Abstract

The Lower Siwalik, Chinji Formation (Late Miocene) of the Chinji Village area, northern Pakistan has provided remarkable material for the study of terrestrial fossil faunas, magnetic reversal stratigraphy and fluvial sedimentology. This paper considers patterns in the sedimentary stratigraphy, using magnetic reversals to constrain the time framework, and focusing on an intermediate (kilometre) horizontal length-scale. The project aimed to determine the architecture and time relationships of the channel sandstone bodies in a panel 300 m in stratigraphic thickness, and 11 km in horizontal length (along stratigraphic strike). This panel (the 1990 Fence) trends at a high angle to the flow direction of the Late Miocene river channels, and represents about 2 Ma of sediment accumulation. There is a continuous range in thickness of the sandstone bodies, but they can be usefully classified into (i) microbodies, (ii) minor sheets, (iii) thin mega-sheets and (iv) thick mega-sheets. The microbodies are probably mainly marginal features of the thicker bodies. The minor sheets were formed by small river channels, and the mega-sheets were formed as the deposits of the largest, generally braided, channel belts. Two aspects of the intermediate length-scale architecture of the Chinji Formation are analysed: (1) the presence in the Fence of three thick mega-sheets separated by two mudstone-dominated intervals that lasted for about 0.5 and 1.0 Ma, respectively and (2) the abrupt upwards increase in sandstone/mudstone proportions that defines the upper stratigraphic boundary of the Chinji Formation.

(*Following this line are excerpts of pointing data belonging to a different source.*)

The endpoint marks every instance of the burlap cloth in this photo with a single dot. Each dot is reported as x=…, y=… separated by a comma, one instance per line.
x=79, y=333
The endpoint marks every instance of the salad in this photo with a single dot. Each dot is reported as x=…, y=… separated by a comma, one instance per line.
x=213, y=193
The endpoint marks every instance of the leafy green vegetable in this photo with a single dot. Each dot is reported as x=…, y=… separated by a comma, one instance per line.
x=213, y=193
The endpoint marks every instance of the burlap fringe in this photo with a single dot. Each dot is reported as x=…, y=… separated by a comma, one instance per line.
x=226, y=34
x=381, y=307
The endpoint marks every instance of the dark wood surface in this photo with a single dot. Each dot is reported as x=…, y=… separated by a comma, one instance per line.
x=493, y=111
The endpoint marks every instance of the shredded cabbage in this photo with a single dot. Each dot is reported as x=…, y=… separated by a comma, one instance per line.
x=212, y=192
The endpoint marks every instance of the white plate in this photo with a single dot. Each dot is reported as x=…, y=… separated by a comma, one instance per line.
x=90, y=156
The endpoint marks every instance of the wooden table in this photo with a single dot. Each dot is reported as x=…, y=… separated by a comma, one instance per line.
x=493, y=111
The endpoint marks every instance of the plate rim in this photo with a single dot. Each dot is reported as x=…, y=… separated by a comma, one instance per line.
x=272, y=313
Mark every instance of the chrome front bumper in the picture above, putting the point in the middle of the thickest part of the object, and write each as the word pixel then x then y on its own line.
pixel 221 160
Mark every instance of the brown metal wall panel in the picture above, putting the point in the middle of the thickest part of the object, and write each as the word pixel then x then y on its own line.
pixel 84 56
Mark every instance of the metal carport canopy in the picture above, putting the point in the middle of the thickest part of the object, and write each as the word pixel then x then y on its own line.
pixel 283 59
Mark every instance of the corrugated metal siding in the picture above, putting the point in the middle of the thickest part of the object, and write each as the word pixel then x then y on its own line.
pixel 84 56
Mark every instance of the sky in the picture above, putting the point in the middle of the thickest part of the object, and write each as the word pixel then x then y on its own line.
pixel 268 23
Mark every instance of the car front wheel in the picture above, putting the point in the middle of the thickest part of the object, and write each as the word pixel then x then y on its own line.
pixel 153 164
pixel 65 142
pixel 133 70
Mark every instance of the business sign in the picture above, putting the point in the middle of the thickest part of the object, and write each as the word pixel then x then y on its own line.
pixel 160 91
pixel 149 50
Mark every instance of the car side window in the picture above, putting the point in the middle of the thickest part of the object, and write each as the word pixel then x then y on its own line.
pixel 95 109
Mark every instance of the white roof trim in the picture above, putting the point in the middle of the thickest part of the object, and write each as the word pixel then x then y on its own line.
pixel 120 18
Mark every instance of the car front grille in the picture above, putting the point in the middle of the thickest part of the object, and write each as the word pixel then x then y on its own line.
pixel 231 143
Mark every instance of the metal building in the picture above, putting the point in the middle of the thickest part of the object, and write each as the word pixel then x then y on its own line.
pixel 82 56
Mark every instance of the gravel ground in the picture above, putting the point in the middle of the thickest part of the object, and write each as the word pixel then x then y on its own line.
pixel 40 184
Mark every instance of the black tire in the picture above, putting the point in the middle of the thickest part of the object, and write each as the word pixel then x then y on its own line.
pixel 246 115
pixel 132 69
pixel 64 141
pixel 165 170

We suggest that each of the three thick mega-sheet episodes resulted from avulsions into the area of large-channel belt complexes that formed central features of the Chinji river network and were each constrained by scarps or valley-side slopes during episodes of net deposition that lasted for about 100 ka, and may have resulted from climate and/or sea-level changes. The regional upward change from mudstone- to sandstone-domination at the top of the Chinji Formation resulted from a similar, but one-off, and more widespread, change in plan-view style of the river network, produced either by tectonic change in the mountain source area, or by climatic change.